CHP, etkili muhalefet örnekleri sergiliyor. Şaban Dişli olayından sonra, Deniz Feneri davası, AKP Genel Başkan Yardımcısı Dengir Mir Mehmet Fırat’ın eski şirketiyle ilgili iddialar ve belgeler AKP iktidarını zorluyor.
CHP’nin gündeme getirdiği her üç olay da akçalı konularla ilgili. Siyaset-ticaret ilişkisinden kaynaklanan iddialara dayanıyor. Kuşku yok ki, siyaset kurumunu en çok yıpratan, siyasetin ticarete alet edilmesidir. Maalesef Türkiye’de siyaset kurumunun sicili bu açıdan çok parlak değil.
Elbette, bütün siyasiler, bütün milletvekilleri ve belediye başkanları için “Siyaseti ticarete alet ediyorlar” demek mümkün değil. Ama ortaya çıkan kötü örnekler sonuçta kurum olarak siyaseti hırpalıyor.
Zenginleşme aracı
AKP’nin 2002 seçimlerini kazanmasında en önemli faktörlerden biri de daha önceki dönemde ortaya çıkan yolsuzluk, usulsüzlük, kayırmacılıktı. O dönemde siyaset-ticaret-mafya ilişkilerine dayalı önemli yolsuzluklar ortaya döküldü.
AKP lideri olarak Başbakan Recep Tayyip Erdoğan’ın, en önemli taahhütlerinden biri de yolsuzluklarla mücadeleydi.
Türkiye’nin son dönemde tartıştığı konular AKP iktidarı döneminde birçok yolsuzluk ve usulsüzlüğün yapıldığı iddialarına dayanıyor.
Siyaset zenginleşme aracı olmamalı. Siyasette bakan, milletvekili, belediye başkanı gibi önemli görevler üstlenenler, siyaset-ticaret ilişkisine herkesten çok daha fazla özen göstermeli. Siyasi nüfuz kullanarak ticari işlerini geliştirmekten kaçınmalı.

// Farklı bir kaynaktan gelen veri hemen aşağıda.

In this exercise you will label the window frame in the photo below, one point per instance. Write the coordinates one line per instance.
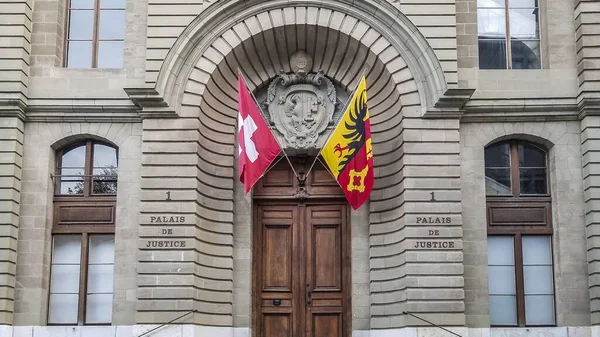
(83, 269)
(515, 176)
(87, 172)
(518, 231)
(95, 35)
(508, 55)
(81, 228)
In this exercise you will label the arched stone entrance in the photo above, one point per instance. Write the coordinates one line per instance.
(196, 86)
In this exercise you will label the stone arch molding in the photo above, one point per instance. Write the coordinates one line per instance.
(222, 17)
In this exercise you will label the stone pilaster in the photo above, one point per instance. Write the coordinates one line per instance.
(587, 29)
(11, 162)
(15, 39)
(186, 224)
(432, 221)
(416, 225)
(590, 145)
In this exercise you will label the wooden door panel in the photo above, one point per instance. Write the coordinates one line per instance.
(301, 267)
(326, 258)
(275, 288)
(327, 324)
(277, 325)
(277, 258)
(327, 270)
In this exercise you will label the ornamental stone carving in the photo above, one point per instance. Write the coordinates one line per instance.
(301, 104)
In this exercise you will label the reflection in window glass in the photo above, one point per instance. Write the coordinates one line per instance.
(81, 25)
(64, 279)
(72, 171)
(79, 54)
(96, 36)
(112, 25)
(526, 54)
(523, 32)
(497, 170)
(501, 281)
(538, 279)
(105, 170)
(492, 53)
(100, 279)
(75, 176)
(112, 4)
(110, 54)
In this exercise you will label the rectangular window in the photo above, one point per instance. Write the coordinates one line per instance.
(520, 279)
(81, 280)
(517, 21)
(96, 34)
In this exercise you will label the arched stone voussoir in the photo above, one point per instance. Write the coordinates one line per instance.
(222, 20)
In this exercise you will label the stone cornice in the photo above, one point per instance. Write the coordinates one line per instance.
(150, 103)
(13, 108)
(588, 107)
(520, 110)
(450, 105)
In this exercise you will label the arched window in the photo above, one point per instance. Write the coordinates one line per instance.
(87, 169)
(82, 262)
(516, 169)
(519, 227)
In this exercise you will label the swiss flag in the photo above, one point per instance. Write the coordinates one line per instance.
(257, 145)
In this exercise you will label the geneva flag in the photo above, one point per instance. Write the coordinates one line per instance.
(348, 153)
(257, 145)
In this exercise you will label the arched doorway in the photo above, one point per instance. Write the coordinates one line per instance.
(301, 240)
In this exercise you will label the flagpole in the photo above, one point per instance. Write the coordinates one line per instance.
(336, 124)
(267, 122)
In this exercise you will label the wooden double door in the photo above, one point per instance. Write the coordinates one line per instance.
(301, 270)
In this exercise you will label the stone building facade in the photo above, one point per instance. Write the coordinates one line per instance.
(121, 207)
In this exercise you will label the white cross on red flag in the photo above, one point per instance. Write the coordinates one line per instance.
(257, 145)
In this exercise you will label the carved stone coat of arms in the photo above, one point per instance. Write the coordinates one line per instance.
(301, 106)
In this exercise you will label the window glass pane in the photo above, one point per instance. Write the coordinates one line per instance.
(64, 279)
(81, 25)
(110, 54)
(531, 156)
(490, 3)
(79, 54)
(74, 158)
(82, 4)
(63, 308)
(533, 181)
(525, 54)
(112, 25)
(537, 250)
(112, 4)
(522, 3)
(100, 279)
(492, 53)
(102, 249)
(501, 280)
(538, 280)
(99, 308)
(105, 170)
(497, 181)
(491, 23)
(503, 310)
(66, 249)
(539, 309)
(524, 23)
(497, 156)
(500, 251)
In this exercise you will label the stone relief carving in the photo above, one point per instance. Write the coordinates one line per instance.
(301, 105)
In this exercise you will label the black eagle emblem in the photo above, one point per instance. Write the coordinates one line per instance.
(357, 129)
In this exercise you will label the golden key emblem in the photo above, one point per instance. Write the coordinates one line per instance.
(357, 180)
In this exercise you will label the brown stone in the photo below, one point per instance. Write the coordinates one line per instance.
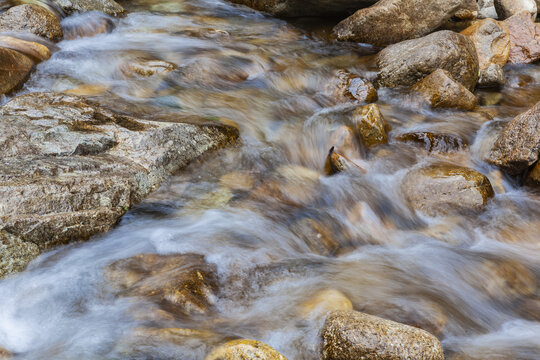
(446, 189)
(533, 177)
(407, 62)
(94, 23)
(298, 8)
(371, 125)
(184, 283)
(140, 68)
(518, 145)
(508, 8)
(14, 69)
(440, 90)
(32, 18)
(323, 302)
(71, 168)
(433, 141)
(391, 21)
(244, 349)
(352, 335)
(524, 39)
(15, 254)
(33, 50)
(347, 86)
(492, 41)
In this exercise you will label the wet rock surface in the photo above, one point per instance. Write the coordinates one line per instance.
(508, 8)
(492, 41)
(352, 335)
(524, 39)
(109, 7)
(445, 189)
(244, 349)
(185, 284)
(405, 63)
(440, 90)
(391, 21)
(14, 71)
(71, 168)
(32, 18)
(298, 8)
(518, 145)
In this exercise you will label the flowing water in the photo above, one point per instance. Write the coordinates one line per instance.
(471, 280)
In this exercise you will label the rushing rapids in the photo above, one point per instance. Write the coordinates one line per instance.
(272, 231)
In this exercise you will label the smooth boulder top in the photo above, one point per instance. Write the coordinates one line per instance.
(391, 21)
(352, 335)
(302, 8)
(518, 145)
(32, 18)
(71, 168)
(407, 62)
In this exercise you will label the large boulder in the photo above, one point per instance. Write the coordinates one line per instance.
(524, 39)
(407, 62)
(391, 21)
(518, 145)
(508, 8)
(244, 349)
(443, 189)
(32, 18)
(184, 284)
(492, 41)
(71, 168)
(15, 254)
(109, 7)
(440, 90)
(299, 8)
(14, 71)
(352, 335)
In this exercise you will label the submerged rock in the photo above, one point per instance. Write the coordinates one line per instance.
(244, 349)
(518, 145)
(33, 50)
(86, 25)
(391, 21)
(298, 8)
(15, 69)
(446, 189)
(439, 90)
(71, 168)
(371, 125)
(433, 141)
(492, 41)
(524, 39)
(323, 302)
(508, 8)
(184, 283)
(407, 62)
(32, 18)
(109, 7)
(352, 335)
(15, 254)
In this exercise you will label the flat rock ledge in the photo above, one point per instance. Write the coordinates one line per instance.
(71, 168)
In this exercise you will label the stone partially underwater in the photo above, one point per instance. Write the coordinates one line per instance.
(70, 168)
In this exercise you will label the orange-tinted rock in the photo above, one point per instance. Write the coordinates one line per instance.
(524, 39)
(33, 50)
(433, 141)
(517, 146)
(14, 69)
(31, 18)
(371, 125)
(440, 90)
(347, 86)
(185, 283)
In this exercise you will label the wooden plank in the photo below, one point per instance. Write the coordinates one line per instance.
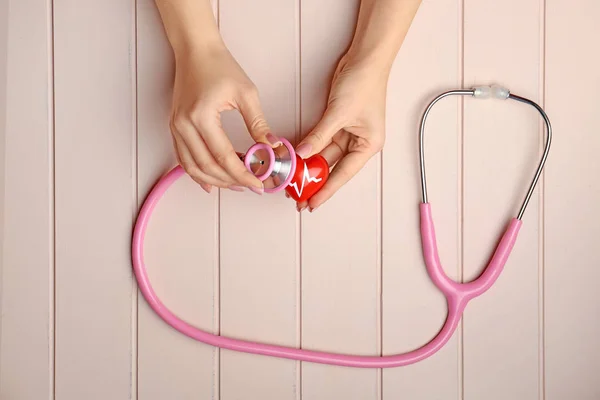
(180, 249)
(259, 283)
(26, 344)
(501, 337)
(339, 260)
(413, 308)
(572, 195)
(95, 197)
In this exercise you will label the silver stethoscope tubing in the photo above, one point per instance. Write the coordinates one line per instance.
(483, 92)
(457, 294)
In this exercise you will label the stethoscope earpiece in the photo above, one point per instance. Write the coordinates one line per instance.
(281, 168)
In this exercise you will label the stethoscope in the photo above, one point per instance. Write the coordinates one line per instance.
(278, 166)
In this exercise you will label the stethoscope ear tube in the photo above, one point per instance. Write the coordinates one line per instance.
(280, 169)
(485, 92)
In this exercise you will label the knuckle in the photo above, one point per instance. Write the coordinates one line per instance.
(220, 158)
(258, 123)
(180, 122)
(378, 143)
(204, 166)
(318, 137)
(249, 91)
(199, 113)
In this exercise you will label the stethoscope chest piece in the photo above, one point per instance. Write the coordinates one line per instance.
(275, 167)
(280, 168)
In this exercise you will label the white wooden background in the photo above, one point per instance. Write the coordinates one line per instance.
(85, 90)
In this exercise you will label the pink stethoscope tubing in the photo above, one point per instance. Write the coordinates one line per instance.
(457, 294)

Siyaset yapan ticaretten elini çekmeli. Siyasi kimliğini ticarette kullanmamalı.
Türkiye’de siyaset kurumu, maalesef, bu konuda kendini bağlayacak yasal düzenlemeler yapmaktan kaçınıyor. Milletvekilliğiyle bağdaşmayan işlere ilişkin yasa etkili ve yeterli değil.
Ticaretle uğraşan milletvekilleri zamanlarının ne kadarını siyasete ne kadarını ticarete ayırıyorlar? Siyasetle ilgili olarak TBMM kürsüsüne çıkmamış veya basının karşısına geçmemiş siyasetçiler, ticari faaliyetlerinde savunma yapmak üzere kürsüye veya basının karşısına çıkıyorlar. Bu onlar için da çok zor bir durum.
Ahlak yasası
TBMM, bir siyasi ahlak yasası çıkarmaya yanaşmadı. Oysa Meclis’e bu konuda sunulmuş yasa teklifleri var. Ama komisyonlarda duruyorlar.

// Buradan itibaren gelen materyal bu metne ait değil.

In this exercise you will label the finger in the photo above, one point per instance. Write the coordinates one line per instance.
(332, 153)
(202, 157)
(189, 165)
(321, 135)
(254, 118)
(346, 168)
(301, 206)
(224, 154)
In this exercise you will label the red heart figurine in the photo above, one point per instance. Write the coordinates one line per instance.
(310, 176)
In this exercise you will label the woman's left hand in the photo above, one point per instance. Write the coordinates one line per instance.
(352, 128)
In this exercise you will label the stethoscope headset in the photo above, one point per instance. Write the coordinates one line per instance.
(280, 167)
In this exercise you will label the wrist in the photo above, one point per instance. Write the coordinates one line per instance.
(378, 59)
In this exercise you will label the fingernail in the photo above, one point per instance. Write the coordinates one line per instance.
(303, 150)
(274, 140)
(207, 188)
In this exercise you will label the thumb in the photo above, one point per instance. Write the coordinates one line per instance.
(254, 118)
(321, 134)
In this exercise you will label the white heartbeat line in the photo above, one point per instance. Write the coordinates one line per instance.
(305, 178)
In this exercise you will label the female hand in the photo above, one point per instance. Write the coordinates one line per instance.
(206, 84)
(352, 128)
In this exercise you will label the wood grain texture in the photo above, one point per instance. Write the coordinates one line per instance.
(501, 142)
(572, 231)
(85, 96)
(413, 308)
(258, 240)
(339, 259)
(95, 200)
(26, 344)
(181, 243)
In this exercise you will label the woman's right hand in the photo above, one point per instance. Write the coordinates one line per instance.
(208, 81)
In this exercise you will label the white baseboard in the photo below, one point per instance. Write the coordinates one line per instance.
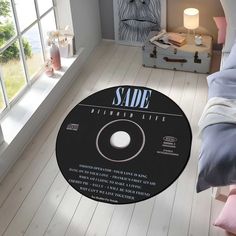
(10, 152)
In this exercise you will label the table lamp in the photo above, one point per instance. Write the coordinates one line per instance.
(191, 18)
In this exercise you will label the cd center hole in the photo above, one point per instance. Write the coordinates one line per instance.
(120, 139)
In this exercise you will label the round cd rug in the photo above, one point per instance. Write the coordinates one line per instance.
(123, 144)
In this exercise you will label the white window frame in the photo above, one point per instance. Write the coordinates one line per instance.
(18, 38)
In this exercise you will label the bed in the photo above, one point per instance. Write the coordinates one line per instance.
(217, 159)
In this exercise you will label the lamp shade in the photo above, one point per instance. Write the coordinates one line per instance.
(191, 18)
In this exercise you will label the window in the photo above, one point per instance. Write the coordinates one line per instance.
(23, 34)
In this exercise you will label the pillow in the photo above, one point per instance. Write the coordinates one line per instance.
(227, 218)
(221, 26)
(229, 7)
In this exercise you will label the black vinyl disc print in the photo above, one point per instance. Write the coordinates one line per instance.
(123, 144)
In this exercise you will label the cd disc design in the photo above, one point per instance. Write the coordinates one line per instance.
(123, 144)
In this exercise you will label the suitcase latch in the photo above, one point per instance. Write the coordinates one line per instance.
(196, 59)
(154, 53)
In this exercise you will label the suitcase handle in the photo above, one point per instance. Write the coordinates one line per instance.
(167, 59)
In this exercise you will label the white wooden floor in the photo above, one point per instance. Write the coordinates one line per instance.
(36, 200)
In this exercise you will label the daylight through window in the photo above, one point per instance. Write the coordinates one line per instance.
(23, 50)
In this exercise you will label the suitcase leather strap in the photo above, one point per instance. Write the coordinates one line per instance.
(167, 59)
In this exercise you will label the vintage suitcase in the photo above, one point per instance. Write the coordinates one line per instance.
(189, 57)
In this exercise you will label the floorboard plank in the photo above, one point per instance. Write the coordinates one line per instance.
(60, 210)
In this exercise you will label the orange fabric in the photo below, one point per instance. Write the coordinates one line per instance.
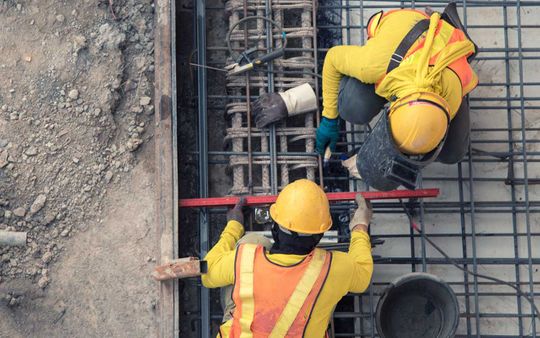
(461, 67)
(273, 286)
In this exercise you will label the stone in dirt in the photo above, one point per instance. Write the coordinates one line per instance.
(145, 101)
(73, 94)
(110, 37)
(19, 212)
(4, 158)
(31, 151)
(43, 282)
(47, 257)
(38, 204)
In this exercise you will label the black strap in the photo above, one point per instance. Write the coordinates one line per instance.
(405, 44)
(451, 16)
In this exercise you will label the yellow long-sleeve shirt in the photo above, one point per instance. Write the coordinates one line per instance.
(349, 272)
(368, 63)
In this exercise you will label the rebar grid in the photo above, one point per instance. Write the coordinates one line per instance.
(273, 169)
(488, 216)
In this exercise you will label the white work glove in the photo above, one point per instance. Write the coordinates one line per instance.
(272, 107)
(363, 213)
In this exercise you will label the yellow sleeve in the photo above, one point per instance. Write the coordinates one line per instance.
(366, 63)
(451, 90)
(220, 258)
(360, 253)
(339, 61)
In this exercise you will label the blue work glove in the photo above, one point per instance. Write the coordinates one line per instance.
(327, 135)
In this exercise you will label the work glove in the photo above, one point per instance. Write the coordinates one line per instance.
(237, 213)
(272, 107)
(363, 213)
(327, 135)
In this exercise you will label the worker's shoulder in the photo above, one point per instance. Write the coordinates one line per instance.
(341, 261)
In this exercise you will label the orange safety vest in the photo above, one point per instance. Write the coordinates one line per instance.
(273, 300)
(445, 35)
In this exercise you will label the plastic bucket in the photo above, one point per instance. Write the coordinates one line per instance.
(417, 305)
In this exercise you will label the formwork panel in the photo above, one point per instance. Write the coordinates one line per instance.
(487, 215)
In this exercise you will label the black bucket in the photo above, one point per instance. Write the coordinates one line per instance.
(417, 305)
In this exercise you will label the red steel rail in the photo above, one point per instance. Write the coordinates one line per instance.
(332, 197)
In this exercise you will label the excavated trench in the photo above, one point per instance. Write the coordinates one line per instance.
(486, 216)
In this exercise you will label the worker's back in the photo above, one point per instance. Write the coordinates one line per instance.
(348, 272)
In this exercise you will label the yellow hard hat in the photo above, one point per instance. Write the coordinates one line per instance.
(419, 122)
(302, 207)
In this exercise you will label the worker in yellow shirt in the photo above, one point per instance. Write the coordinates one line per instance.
(419, 63)
(289, 288)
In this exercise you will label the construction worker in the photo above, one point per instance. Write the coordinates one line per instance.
(419, 63)
(289, 288)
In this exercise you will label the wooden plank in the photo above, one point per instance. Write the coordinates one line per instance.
(166, 164)
(178, 268)
(332, 197)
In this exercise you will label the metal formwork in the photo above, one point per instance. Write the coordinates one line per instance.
(487, 218)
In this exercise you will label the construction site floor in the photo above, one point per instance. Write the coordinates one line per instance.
(77, 168)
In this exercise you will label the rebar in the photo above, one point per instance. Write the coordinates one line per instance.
(287, 72)
(488, 216)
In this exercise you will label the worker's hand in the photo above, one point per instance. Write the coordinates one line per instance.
(363, 214)
(327, 135)
(236, 213)
(269, 108)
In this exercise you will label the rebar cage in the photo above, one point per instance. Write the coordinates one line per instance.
(487, 217)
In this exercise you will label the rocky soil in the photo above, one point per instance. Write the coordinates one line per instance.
(76, 116)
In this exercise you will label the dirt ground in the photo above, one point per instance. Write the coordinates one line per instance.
(76, 168)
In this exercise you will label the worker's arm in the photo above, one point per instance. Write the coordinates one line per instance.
(341, 60)
(360, 247)
(360, 252)
(451, 90)
(220, 258)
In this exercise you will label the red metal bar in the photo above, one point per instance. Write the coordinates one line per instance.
(332, 197)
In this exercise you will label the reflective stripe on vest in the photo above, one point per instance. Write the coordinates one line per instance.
(300, 294)
(446, 39)
(245, 289)
(281, 298)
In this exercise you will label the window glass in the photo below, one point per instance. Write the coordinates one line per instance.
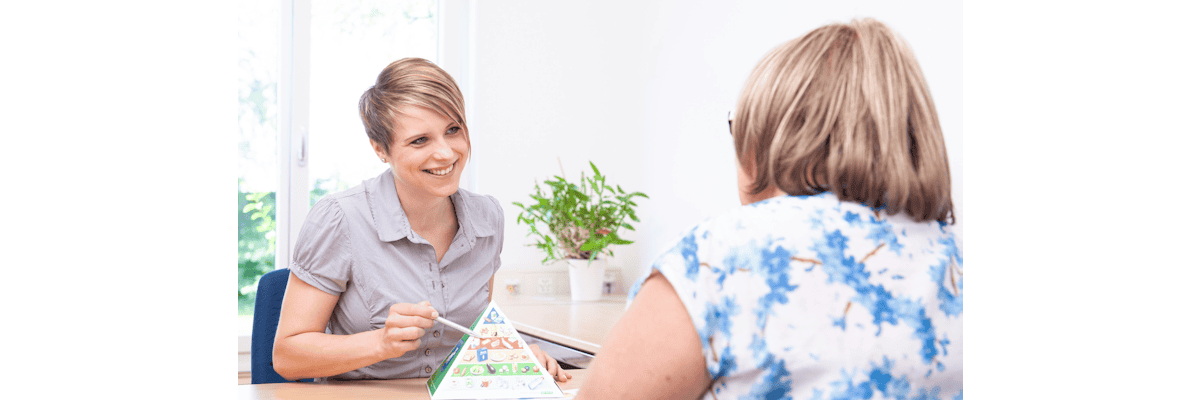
(258, 52)
(349, 42)
(352, 41)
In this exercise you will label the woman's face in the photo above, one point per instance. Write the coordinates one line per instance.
(427, 154)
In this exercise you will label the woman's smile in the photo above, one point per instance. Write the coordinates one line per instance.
(442, 172)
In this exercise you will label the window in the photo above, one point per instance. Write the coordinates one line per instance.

Milletvekili seçilenlerin ticari işlerini bir kayyuma devretmeleri önerisi, nedense kabul görmüyor.
Siyasette önemli konumlardaki insanların çocukları veya diğer yakınları ticarette hızla yükseliyor, parlıyorlar. Bu durum artık sıradan bir olay haline geldi.
CHP ve MHP siyasi ahlak yasası çıkarılması için her dönemde girişimde bulunuyor, teklifler getiriyorlar. Ancak, bunlar yasalaşmıyor.
Örneğin, CHP’li Algan Hacaloğlu ve 58 arkadaşının Aralık 2002’de verdikleri bir siyasi ahlak yasa teklifi var.
Bu teklifte önemli düzenleme önerileri bulunuyor.
Örneğin, başbakan ve bakanların ticari işlerini kayyuma devretmelerini öngörüyor. Siyasi nüfuz kullanımını yasaklayan hükümler içeriyor.
Toptan öncülük etmeli
Milletvekilliğiyle bağdaşmayan işlere ilişkin yasa, mal bildirimi, rüşvet ve yolsuzlukla mücadeleyle ilgili yasa uygulamada etkili değil. Hükümlerinde birçok tartışmalı yön ve açıklar var.
TBMM Başkanı Köksal Toptan, duyarlı ve deneyimli bir siyasetçi olarak bu konulara öncülük edebilir. TBMM’de partilerin ortak çalışmasıyla bir siyasi ahlak yasası teklifi hazırlanabilir ve yasalaştırılabilir.